1. Pinning the edge of the quarter circle and the end of the L-shaped leg together so the edges stay even with each other really helps keep everything aligned. I like to pin the edge where I will start sewing at an angle so my machine foot has room to take a few stitches before bumping into the pin. (See below left) At the opposite end, I pin both parallel and very close to the edge. (See below right) This works for me, so if you are having trouble with the ends aligning, give this a try.
2. The second tip is in regard to piecing the Drunkard's units together. As your sewing machine foot nears the curved seam, you may find the bulk of the curved seam tends to push your foot to the right making it difficult to maintain your 1/4" seam allowance. By anticipating this, slowing down and even using a stiletto or the tip of a small pair of scissors, you can ease the foot over this bulk and maintain the correct seam allowance. This seam should end up coming in right along the edge of the curved seam. See the circled area below. If the seam does gets pushed too far off course, you can just go back in and resew this area without any need to rip out stitches.
When this seam is sewn correctly, your curves come together in a nice continuous curved line without any background fabric showing. (see below) If too much background peeks out, you might want to resew the seam by taking a bit wider seam allowance. I want you to know that not all my seam connections are perfect by any means, so please, please don't stress about this point.
Speaking of blocks coming together, I though it might be a good time to show you a few layout options. Especially since some of you might be surging ahead with making more than one block a month. CJTDecatur on Instagram already has 12 blocks done. WaHoo!! Way to go!! Check out #drunkardspathquiltalong to see them.
The illustrations below show quilt layouts using nine blocks plus some table runner ideas. If you opt for a table runner, you can add as many blocks as you'd like. I've shown it with three. And of course your quilt can certainly have more or less than nine blocks. Nine just happens to work for my plan.

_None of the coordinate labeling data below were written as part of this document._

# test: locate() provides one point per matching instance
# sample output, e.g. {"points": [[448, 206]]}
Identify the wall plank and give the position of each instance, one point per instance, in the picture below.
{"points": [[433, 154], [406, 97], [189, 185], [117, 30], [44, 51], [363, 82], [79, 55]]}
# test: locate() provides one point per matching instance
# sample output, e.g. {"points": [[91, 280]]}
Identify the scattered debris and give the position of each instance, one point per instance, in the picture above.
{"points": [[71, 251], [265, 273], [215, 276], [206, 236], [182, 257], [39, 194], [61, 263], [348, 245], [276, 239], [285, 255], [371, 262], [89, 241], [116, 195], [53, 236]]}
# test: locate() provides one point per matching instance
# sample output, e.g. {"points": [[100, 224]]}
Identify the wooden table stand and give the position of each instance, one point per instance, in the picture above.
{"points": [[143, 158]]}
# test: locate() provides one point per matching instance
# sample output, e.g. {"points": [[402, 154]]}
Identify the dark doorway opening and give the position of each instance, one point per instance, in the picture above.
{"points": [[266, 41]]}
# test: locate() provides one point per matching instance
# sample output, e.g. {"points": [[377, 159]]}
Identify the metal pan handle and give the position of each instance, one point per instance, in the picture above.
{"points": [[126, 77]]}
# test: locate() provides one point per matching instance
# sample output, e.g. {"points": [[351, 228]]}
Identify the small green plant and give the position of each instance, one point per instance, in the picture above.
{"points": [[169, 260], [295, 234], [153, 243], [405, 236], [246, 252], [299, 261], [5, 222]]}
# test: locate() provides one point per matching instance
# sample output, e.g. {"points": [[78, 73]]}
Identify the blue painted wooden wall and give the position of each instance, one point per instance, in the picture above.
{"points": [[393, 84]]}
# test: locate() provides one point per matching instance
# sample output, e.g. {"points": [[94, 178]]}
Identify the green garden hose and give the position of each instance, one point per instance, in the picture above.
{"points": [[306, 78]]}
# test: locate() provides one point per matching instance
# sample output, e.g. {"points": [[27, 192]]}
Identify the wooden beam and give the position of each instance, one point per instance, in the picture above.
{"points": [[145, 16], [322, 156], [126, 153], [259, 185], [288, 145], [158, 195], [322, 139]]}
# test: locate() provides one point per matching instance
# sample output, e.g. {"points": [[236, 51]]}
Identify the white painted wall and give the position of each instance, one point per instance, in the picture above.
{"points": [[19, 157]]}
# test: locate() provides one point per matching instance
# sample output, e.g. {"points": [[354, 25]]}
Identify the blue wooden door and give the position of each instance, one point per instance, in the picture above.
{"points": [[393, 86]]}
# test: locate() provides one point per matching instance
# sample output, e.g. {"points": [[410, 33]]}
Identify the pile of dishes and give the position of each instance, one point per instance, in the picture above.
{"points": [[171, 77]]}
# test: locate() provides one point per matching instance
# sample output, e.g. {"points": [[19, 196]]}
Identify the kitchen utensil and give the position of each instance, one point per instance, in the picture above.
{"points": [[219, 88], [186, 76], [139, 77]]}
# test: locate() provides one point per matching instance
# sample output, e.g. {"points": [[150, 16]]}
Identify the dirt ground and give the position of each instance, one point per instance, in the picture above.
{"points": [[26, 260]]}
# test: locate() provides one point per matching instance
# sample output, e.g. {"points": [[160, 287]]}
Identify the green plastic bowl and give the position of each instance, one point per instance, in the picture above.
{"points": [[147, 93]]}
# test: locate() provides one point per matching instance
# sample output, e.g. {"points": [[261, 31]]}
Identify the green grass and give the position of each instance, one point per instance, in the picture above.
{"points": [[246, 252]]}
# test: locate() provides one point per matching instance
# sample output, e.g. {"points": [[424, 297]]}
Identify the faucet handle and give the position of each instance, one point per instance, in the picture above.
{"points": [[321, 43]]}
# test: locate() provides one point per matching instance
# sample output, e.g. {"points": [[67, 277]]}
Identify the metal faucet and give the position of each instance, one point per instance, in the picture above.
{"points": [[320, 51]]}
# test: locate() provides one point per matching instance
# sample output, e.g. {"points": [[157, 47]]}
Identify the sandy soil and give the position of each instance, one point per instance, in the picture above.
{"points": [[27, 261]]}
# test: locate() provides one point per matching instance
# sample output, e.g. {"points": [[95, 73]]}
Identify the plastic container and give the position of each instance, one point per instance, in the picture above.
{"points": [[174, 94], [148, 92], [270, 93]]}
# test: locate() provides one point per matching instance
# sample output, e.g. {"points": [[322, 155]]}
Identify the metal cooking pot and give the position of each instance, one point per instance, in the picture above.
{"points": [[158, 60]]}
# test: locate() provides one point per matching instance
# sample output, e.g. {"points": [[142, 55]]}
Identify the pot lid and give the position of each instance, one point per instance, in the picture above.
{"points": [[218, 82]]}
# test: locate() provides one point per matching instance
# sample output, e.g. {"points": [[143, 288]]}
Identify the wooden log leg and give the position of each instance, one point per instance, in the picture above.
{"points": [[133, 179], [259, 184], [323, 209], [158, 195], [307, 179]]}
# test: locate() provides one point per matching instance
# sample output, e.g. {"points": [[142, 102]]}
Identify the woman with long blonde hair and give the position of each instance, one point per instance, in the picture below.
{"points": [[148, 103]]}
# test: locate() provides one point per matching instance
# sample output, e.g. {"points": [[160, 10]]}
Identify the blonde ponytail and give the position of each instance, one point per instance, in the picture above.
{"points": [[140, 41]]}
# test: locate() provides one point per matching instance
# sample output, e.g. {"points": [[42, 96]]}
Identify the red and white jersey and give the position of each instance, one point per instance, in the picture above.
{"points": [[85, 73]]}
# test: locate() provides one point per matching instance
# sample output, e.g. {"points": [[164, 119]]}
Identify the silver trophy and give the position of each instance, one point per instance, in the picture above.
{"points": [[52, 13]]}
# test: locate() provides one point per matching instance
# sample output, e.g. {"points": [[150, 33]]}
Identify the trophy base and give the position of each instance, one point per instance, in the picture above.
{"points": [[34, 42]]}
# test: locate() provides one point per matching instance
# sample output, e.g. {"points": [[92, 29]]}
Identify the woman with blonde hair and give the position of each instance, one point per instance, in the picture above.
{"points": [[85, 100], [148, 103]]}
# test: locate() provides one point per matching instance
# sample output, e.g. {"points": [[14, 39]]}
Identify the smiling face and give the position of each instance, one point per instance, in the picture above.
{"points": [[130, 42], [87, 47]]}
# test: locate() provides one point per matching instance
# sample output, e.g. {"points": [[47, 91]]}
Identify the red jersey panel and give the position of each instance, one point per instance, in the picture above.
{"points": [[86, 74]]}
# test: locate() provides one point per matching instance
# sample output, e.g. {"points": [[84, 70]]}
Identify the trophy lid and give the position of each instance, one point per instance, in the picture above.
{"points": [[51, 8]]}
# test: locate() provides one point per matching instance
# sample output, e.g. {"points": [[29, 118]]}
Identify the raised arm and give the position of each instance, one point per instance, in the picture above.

1. First up is a borderless arrangement. Most of my quilts these days do not have borders. I prefer the design going all the way to the sides and engaging the edge. This is what I thought I'd do, but now that I see the options, I'm liking some other possibilities. This layout finishes at 48" x 48". A nice wall hanging size.
2. Here's how it looks if you add a simple border. In this case the width of a single unit.
Final size 56" x 56"
3. Here it's shown with a scrappy pieced border. The checkerboard border somehow just says Christmas and adds a festive touch. Final size 60" x 60"
4. Another option would be to add lattice strips and cornerstones? This opens up the design and gives the blocks a little breathing room. Each block now becomes more distinct and stands on it's own merit which can be good if you'd like to showoff the individual blocks and fabrics. 56" x 56"
5. Here's an option that spices up the border by adding petals into the space along the edge. This idea activates the edge and makes the flowers seem more expansive. 56" x 56"
6. The last idea expands upon #5 by adding petals and lattice strips between the blocks as well as the outer edges. The flowers look even more expansive and the space even more active. It also creates some interesting white spaces in the middle that add to the swirling feeling. 64" x 64"
These are just a few of the ways you could choose to arrange your blocks. There are certainly other options as well. I hope this gives you something to think about. Play around and enjoy the process.
Keep in mind the finished blocks are 16" x 16". The addition of borders or lattice adds to the overall dimension, so base your decisions not only on the look you like but also the quilt size you need. You could make more or less blocks to fit your needs. A smaller wall quilt with just four blocks might be perfect for the holidays. Or a larger quilt with 12 blocks would make a nice throw quilt. My quilt is meant to hang on the wall of our family room for the holidays, so available wall space dictates my final size. That's one reason why #5 just might be the perfect option. The final size would be 56" x 56". That's a good size for my space and it could work well as a throw too.